The report states that such conduct was noted by the 53rd national conference.
There was a strong view, according to the report, that the judiciary was overstepping, undermining other arms of the state and using the law based on feelings instead of facts.
“It is in this context that the PEC publicly challenged the position of the judiciary when Zuma was incarcerated without a fair trial in spite of the Freedom Charter — an ANC loadstar document pronounced in 1955 — saying that no one shall be imprisoned, deported or restricted without fair trial.”
According to the report, the credibility and legitimacy of the judicial system rested on how the institution was viewed by society and on the manner in which decisions were made.
Ntuli noted in the report that public criticism of court decisions was often met with outrage, despite there being supporting evidence that in a constitutional democracy such criticism was permissible.
Some ANC leaders, including the late deputy secretary general Jessie Duarte and national executive committee (NEC) member Lindiwe Sisulu, have been chastised for criticising the judiciary, with the latter having received a dressing down from Ramaphosa after she wrote a column “attacking” the institution.
Frowning on criticism “is a betrayal of the revolutionary task attendant to the ANC as a pre-eminent leader of social transformation of the country”, according to the report.

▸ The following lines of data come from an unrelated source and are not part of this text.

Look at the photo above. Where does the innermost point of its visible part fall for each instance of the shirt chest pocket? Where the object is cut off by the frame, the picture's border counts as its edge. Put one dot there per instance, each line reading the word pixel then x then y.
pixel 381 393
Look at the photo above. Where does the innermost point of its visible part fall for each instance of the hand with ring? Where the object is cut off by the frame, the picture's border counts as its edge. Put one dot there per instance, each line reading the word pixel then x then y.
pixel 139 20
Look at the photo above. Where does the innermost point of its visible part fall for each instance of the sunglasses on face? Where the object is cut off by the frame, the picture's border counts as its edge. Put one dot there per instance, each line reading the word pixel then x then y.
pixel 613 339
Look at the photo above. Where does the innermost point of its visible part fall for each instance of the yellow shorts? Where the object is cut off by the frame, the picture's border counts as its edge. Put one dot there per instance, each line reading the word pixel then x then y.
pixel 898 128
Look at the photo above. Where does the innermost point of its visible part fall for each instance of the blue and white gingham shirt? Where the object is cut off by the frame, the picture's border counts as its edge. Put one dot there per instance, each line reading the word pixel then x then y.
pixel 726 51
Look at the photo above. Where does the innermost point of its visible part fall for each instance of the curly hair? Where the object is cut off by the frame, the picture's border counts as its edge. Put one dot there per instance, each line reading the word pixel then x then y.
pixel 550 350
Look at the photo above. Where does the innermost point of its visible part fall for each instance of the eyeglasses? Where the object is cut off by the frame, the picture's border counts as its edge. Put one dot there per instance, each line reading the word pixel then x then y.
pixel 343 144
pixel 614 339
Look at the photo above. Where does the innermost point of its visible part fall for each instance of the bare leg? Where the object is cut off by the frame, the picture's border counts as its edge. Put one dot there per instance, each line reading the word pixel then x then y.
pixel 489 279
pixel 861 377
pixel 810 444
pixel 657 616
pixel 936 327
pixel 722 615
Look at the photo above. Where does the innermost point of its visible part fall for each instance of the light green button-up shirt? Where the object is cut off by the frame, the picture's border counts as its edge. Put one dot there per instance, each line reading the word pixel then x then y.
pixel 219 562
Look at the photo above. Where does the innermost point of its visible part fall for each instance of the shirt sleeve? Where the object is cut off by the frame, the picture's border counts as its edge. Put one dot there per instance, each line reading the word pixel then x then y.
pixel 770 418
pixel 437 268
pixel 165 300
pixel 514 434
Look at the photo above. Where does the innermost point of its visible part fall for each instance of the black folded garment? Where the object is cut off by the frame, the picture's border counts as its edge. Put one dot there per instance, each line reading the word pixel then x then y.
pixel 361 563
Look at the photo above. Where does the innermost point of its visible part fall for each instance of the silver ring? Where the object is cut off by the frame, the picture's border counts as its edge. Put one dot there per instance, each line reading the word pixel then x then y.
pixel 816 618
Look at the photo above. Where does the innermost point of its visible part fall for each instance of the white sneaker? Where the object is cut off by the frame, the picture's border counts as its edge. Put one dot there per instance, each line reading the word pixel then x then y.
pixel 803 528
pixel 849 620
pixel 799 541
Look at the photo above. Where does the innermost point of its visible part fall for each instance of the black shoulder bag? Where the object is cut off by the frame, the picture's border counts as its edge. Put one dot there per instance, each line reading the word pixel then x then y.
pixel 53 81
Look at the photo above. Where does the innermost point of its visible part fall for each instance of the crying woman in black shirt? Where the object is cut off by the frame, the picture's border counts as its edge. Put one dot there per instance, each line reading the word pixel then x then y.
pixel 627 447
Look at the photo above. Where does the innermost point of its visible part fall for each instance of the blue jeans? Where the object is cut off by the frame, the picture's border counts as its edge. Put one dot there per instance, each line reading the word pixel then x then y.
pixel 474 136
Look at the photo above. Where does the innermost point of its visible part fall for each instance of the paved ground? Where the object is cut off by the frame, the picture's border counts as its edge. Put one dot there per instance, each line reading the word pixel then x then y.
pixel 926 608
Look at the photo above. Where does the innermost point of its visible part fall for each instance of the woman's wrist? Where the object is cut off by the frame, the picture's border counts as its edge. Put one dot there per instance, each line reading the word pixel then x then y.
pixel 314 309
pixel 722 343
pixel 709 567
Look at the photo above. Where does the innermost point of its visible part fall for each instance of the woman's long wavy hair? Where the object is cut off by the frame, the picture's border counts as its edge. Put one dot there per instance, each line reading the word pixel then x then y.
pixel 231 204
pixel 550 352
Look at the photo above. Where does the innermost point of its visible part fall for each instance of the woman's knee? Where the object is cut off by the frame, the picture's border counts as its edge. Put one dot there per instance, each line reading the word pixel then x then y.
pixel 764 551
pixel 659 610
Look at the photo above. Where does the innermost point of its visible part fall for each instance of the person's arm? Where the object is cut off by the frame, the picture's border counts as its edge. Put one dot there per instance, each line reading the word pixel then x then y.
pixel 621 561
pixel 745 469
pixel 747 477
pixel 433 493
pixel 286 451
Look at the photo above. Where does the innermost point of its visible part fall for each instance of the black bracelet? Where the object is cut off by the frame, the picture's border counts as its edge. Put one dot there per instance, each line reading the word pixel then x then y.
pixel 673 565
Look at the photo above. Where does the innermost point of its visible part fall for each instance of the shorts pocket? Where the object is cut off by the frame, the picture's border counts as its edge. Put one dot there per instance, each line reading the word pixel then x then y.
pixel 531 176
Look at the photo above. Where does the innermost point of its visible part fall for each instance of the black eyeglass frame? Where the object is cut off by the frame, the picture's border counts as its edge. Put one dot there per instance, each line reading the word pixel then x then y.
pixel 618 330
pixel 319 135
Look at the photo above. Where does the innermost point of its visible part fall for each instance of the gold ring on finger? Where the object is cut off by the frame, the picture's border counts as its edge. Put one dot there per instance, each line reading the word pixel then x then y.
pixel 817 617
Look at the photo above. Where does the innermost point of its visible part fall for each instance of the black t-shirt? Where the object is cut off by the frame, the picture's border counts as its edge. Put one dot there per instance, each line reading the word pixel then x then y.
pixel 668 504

The outgoing provincial leadership’s report also took aim at the ANC’s NEC.
“It is our considered view that in many respects serious threats of destruction facing the ANC emanate from acts of commission and omission from the national leadership.”

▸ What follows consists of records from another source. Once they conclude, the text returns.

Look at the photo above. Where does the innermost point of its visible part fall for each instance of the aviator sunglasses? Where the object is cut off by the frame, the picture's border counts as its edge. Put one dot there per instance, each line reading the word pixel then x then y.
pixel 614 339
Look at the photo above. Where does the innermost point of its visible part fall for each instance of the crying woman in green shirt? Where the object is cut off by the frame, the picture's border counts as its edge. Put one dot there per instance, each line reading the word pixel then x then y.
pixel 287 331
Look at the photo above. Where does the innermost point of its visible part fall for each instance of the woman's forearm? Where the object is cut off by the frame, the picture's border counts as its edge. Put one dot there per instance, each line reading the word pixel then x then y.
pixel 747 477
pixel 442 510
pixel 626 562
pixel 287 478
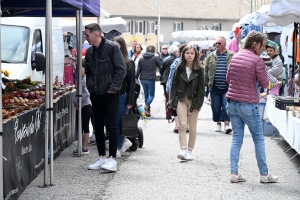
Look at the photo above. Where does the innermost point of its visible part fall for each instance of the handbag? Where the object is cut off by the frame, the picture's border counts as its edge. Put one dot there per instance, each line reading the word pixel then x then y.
pixel 129 124
pixel 170 112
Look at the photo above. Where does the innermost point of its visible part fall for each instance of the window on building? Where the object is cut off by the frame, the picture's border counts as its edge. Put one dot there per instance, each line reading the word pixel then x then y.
pixel 129 27
pixel 140 27
pixel 177 26
pixel 151 27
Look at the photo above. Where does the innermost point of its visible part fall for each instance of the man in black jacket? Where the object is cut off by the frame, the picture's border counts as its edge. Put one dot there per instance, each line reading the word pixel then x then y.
pixel 165 69
pixel 105 72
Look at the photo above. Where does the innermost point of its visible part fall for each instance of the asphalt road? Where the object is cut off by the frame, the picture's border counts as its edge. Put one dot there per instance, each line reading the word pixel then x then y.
pixel 154 172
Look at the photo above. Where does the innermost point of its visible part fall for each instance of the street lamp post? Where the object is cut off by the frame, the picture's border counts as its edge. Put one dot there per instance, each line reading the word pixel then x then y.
pixel 158 27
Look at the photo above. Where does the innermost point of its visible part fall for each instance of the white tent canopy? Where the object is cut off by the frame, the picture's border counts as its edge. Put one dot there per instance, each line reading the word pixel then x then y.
pixel 207 34
pixel 285 8
pixel 267 20
pixel 204 44
pixel 107 25
pixel 249 18
pixel 280 12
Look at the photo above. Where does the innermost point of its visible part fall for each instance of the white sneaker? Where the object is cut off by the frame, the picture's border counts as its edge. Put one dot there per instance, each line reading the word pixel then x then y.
pixel 126 146
pixel 228 129
pixel 189 155
pixel 118 155
pixel 182 155
pixel 218 128
pixel 110 165
pixel 97 165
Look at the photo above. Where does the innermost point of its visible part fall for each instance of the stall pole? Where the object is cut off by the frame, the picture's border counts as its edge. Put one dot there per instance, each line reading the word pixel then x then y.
pixel 158 28
pixel 79 81
pixel 1 129
pixel 49 93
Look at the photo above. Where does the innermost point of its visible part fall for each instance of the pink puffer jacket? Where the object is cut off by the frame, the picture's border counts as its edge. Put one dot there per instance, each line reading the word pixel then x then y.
pixel 245 69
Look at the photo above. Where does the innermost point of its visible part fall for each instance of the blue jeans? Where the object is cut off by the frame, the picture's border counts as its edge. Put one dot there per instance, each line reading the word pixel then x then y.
pixel 149 91
pixel 218 104
pixel 121 110
pixel 240 114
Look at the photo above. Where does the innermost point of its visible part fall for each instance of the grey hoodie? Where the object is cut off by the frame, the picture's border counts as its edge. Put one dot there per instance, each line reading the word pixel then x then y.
pixel 147 66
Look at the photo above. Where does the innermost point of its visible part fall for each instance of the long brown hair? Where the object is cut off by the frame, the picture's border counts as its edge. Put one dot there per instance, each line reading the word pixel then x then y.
pixel 196 64
pixel 123 48
pixel 252 37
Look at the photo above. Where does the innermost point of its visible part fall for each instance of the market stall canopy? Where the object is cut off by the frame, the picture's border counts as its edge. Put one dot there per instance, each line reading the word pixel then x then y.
pixel 208 34
pixel 267 20
pixel 204 44
pixel 284 8
pixel 107 25
pixel 61 8
pixel 249 18
pixel 280 12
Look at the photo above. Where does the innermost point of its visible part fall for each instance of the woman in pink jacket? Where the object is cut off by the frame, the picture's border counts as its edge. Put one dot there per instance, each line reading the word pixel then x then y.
pixel 247 70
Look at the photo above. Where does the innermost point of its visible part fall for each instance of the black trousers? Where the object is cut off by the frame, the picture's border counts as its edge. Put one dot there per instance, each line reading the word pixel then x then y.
pixel 86 112
pixel 105 110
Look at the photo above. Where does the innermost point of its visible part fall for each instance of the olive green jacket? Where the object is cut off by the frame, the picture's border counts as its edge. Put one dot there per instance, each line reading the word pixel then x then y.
pixel 211 64
pixel 193 87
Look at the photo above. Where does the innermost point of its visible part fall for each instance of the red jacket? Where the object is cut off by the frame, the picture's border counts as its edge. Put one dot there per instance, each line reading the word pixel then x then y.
pixel 246 68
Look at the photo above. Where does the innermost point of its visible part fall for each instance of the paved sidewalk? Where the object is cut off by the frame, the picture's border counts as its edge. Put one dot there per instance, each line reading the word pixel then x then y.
pixel 154 172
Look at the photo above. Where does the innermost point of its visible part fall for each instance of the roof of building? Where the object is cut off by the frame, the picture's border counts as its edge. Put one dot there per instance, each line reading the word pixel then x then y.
pixel 186 9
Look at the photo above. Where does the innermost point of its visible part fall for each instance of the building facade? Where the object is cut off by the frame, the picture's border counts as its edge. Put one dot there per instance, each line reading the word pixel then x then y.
pixel 175 15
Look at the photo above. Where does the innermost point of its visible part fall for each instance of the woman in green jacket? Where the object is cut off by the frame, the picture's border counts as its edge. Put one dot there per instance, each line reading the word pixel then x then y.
pixel 187 95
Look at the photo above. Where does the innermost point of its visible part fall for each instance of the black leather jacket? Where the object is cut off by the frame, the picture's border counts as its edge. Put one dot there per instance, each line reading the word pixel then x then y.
pixel 129 83
pixel 165 69
pixel 105 68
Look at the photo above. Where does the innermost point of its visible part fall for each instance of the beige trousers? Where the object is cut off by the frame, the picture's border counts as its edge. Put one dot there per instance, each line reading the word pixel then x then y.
pixel 184 117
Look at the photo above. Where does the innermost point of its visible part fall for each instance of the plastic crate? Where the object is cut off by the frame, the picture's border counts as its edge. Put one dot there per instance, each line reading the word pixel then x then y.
pixel 261 108
pixel 268 128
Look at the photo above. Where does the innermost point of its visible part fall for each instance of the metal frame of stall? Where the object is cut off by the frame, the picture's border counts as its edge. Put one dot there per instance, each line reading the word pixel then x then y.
pixel 49 92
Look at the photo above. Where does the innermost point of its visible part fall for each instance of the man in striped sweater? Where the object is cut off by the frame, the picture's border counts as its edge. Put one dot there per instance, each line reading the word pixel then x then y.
pixel 216 66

The report pointed to a weak NEC — including the public conduct of individual members — which it said had consciously and deliberately acted to undermine unity and cohesion, and did so with impunity.
“The conduct of these NEC members cultivates and entrenches a culture of impunity that directly contradicts conference resolutions on unity and renewal, let alone its strategic missions to serve our people.
“When all of these negative things happen, the question naturally arising is: Where is our leadership? Where is the national executive committee and the national officials who are at the heart of day-to-day running of the ANC?”
The document also raises concern over the government’s classification of the July 2021 unrest as being a failed insurrection, and instead classifies it as counter-revolution.
It argues that the failure of all state security agencies to pre-empt and act with urgency to prevent or deter the violence and looting “must not be hidden under the wrong characterisation of the situation”.
“The ANC provincial leadership expressed deep concern with the national narratives which started and evolved from characterising the situation as a coup, ethnic mobilisation and later insurrection, which is designed to topple the ANC led government at the helm of Ramaphosa.”
The report says it was a number of blunders by Zuma, the judiciary and the ANC that triggered the unrest.
The provincial leaders noted that Zuma’s refusal to respect the constitutional court decision compelling him to appear before the Zondo commission, which led to his arrest for contempt of court, could have been avoided.
The report also said that Chief Justice Raymond Zondo had contaminated the judicial process. It accused Zondo of “abusing the judiciary” by directly approaching the constitutional court to compel Zuma to appear before the commission.
The majority concourt judgment had created a “Zuma law”, according to the report, that was in violation of all applicable laws and international laws. Added to this, the “combative” language of that judgment was indicative of a departure from accepted procedure which had led to a decision fuelled by emotion.
Zuma had been hung out to dry, according to the report, and “wittingly or unwittingly” had been projected “as the face of corruption and everything wrong that happened in the ANC and government” without the party trying to aggressively combat the “wrong” narrative that his presidency had been “nine wasted years”.